On April 8, 2014, the Goethe-Institut in New York hosted a conference entitled “The Black Notebooks (1931-1941): What Heidegger’s Denktagebuch reveals about his thinking during the Nazi regime.”
An essay by Joshua Rothman of The New Yorker and Roger Berkowitz’s response in The American Interest strike me as thoughtful and measured reactions not only to the conference itself but also to the long and growing scandal regarding Heidegger’s Nazi and anti-Semitic sympathies, now made more pressing by the publication of the “black notebooks.” (Thanks to Alice and Penny for the links.) In their appraisal–and appreciation–of Heidegger’s philosophical work, Rothman and Berkowitz refuse to join, in Berkowitz’s words, “the onslaught of holier-than-thou condemnation by columnists and opinions writers.” The questions they raise circle around recurring themes: Need a philosopher’s personal failures, however considerable, debase his truly philosophical accomplishments? If Heidegger matters, should he not remain a part of our cultural heritage?
In answering these questions, we own that to banish a philosophical legacy on account of its being compromised by the stupidity and political naïveté of its author entails a purposeful act of destruction, that is, a deliberate forgetfulness resulting in an irretrievable cultural loss. It is axiomatic that what merits preserving ought to be preserved. If Heidegger matters–indeed he does, as long as the problems of modernity he thought about endure–the task is “to remove the dross from the silver,” and shape into something useful what remains of value.
Unstated in these arguments, but implicit in the personal engagement evident in Rothman’s and Berkowitz’s essays, is that philosophy is a work of love–φιλοσοφία or love of wisdom.

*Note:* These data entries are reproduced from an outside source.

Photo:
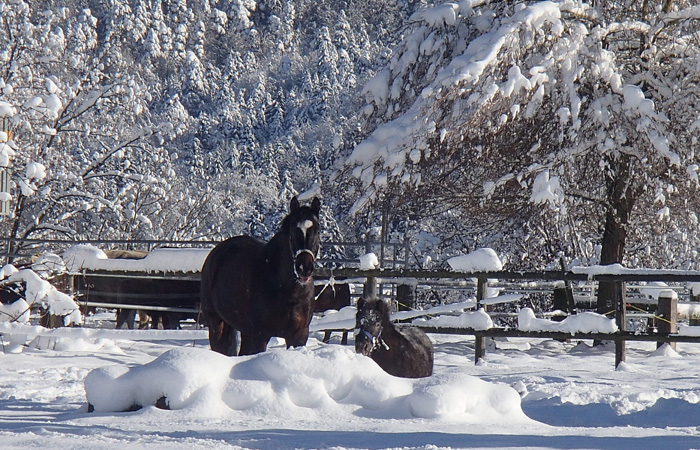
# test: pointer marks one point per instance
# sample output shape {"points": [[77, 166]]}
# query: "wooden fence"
{"points": [[666, 313], [405, 281]]}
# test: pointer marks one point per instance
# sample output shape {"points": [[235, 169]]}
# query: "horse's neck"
{"points": [[389, 331], [278, 256]]}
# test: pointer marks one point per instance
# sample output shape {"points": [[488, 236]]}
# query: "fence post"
{"points": [[480, 341], [406, 295], [668, 314], [694, 319], [620, 320]]}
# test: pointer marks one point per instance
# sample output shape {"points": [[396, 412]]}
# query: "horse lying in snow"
{"points": [[406, 352]]}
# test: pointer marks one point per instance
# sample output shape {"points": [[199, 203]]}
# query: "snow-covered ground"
{"points": [[528, 394]]}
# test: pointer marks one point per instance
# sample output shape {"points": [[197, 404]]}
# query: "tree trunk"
{"points": [[620, 200]]}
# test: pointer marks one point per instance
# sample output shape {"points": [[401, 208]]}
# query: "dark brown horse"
{"points": [[332, 296], [262, 289], [406, 352]]}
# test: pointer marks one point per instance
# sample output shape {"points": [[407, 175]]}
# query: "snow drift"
{"points": [[325, 382]]}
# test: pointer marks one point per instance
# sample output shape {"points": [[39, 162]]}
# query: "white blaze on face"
{"points": [[304, 226]]}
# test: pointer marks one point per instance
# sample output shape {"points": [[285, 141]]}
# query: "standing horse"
{"points": [[262, 289], [332, 296], [405, 352]]}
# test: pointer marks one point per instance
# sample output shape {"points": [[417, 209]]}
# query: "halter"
{"points": [[377, 340]]}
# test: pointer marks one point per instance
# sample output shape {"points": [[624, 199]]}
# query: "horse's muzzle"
{"points": [[304, 266], [363, 344]]}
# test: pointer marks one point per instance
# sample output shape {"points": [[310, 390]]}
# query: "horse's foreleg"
{"points": [[298, 338], [222, 338], [252, 344]]}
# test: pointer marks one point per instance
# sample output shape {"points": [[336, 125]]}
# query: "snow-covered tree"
{"points": [[543, 129]]}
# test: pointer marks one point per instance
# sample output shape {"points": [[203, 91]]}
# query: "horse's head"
{"points": [[304, 237], [371, 314]]}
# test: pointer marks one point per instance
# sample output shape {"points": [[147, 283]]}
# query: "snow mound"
{"points": [[329, 381], [478, 320]]}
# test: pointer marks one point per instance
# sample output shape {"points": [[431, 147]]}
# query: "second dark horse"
{"points": [[262, 289]]}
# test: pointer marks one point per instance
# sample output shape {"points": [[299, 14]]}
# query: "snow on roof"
{"points": [[584, 322], [85, 256], [480, 260]]}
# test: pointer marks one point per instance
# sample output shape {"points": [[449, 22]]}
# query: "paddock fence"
{"points": [[567, 291]]}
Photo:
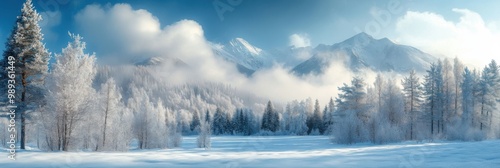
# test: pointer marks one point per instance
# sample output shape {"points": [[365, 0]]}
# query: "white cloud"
{"points": [[123, 33], [49, 20], [470, 38], [299, 40]]}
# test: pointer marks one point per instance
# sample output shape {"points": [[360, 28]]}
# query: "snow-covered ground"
{"points": [[277, 151]]}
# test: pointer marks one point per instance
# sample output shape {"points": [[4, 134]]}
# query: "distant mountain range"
{"points": [[361, 51]]}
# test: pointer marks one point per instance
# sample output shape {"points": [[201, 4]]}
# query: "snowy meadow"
{"points": [[273, 151], [126, 90]]}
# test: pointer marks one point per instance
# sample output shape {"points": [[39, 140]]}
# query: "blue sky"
{"points": [[267, 24]]}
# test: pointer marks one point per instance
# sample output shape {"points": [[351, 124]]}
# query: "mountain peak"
{"points": [[360, 38]]}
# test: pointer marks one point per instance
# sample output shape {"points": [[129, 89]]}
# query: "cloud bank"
{"points": [[470, 38], [120, 33], [299, 40]]}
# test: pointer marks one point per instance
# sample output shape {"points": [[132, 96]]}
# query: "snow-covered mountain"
{"points": [[363, 51], [154, 61], [247, 57]]}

What we do when we carefully attend to a work of philosophy, to use Heidegger’s own terminology, is to care for it, or be intimately concerned with it (Sorge).
The passion required to care for philosophical thought, indeed the very task of sustaining it, is therefore seriously injured by the personal failures of its author. At first this may seem a crude instance of the genetic fallacy, but everyday speech bears this out. Depending on one’s philosophical predispositions, it is not uncommon to say, for example, “I love Aristotle” or “I love Kierkegaard.” In other words, to attend carefully to a work of philosophy is to love the philosopher. The reason is simple: we love one who gets close to truth.
A similar sentiment about Heidegger, however, would need to be less direct, more furtive. His texts, even the early ones, can no longer be read for their content alone. They must be attended to with a keen ear for nasty political overtones. The Heidegger controversy has thus bred suspicion on all his works. Suspicion injures the fruits of φιλοσοφία and an injured love is a damaged love. The Heidegger scandal soils all of us.